In 2025, Sculptor — Rithm’s alternatives subsidiary — closed on its $4.6 billion Sculptor Real Estate Fund V, its largest fund to date. NewRez, a non-bank mortgage originator and servicer, originated more than $60 billion in business, making it the third-largest mortgage servicer in the U.S. And last year Genesis Capital established itself as one of largest non-bank construction lenders with $6.5 billion in credit investments.

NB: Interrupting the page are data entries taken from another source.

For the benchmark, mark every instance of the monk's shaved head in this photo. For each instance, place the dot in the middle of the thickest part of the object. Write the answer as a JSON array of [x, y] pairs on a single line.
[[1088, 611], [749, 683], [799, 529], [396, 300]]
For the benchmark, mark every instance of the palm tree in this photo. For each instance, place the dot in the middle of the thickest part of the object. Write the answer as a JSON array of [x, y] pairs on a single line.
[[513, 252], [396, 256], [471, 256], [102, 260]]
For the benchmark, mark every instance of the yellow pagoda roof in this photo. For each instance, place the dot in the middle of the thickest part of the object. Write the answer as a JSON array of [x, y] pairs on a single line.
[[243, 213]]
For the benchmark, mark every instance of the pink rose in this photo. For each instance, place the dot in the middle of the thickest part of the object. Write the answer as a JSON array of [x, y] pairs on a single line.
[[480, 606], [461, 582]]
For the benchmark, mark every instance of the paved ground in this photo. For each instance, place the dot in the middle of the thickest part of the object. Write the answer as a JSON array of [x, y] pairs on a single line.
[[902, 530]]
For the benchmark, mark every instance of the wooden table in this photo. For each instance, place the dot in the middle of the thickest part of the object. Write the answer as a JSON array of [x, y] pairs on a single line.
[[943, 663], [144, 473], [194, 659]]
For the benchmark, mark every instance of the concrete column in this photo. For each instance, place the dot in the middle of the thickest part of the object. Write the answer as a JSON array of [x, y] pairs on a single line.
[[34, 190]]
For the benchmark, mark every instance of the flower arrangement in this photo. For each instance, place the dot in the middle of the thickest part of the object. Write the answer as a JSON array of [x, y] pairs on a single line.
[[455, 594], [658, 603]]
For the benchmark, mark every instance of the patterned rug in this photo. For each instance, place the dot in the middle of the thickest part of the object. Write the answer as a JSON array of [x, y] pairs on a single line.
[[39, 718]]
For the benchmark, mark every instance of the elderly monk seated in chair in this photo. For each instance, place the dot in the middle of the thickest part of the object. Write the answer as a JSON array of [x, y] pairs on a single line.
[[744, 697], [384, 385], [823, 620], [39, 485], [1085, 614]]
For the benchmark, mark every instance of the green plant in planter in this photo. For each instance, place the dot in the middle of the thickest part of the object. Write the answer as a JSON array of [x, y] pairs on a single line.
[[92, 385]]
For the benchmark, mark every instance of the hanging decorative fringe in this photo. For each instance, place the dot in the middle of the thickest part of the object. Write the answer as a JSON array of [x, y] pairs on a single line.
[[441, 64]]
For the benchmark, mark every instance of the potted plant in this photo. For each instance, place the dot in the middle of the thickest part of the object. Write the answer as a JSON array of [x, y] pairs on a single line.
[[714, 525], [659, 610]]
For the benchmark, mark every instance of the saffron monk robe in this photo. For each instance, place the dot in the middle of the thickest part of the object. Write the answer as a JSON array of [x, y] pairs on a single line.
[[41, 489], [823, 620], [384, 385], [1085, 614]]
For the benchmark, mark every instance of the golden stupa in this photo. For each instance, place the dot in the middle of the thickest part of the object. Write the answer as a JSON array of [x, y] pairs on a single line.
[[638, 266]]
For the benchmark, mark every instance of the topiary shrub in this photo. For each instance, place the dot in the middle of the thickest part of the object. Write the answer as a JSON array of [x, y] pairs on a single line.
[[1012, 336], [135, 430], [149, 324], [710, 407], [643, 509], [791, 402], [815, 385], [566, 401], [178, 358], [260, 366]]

“We’re really an asset management business that operates under a REIT structure,” Nierenberg told Commercial Observer. “We want to get to the real scale in our asset management business and separate that business from other parts of the firm — that will create more value for shareholders.”
Then there was the big play in the office space in September. Rithm acquired Paramount Group’s entire 16-building New York and San Francisco office profile for $1.7 billion, rebranding the firm as Elecor Properties in April, and infusing it with $250 million of capital improvements.
“We’re creating what we think is one of the premier office portfolios in the world,” Nierenberg said.
Rithm Capital also acquired Crestline, a $17 billion private credit and insurance firm, in an ambitious push late last year into the world of non-bank lending.
So, with alternatives investing, private credit loans, mortgage services, construction loans and office development and investment sales, it seems Nierenberg touches almost every corner of CRE capital markets. “We have all the pieces,” he said.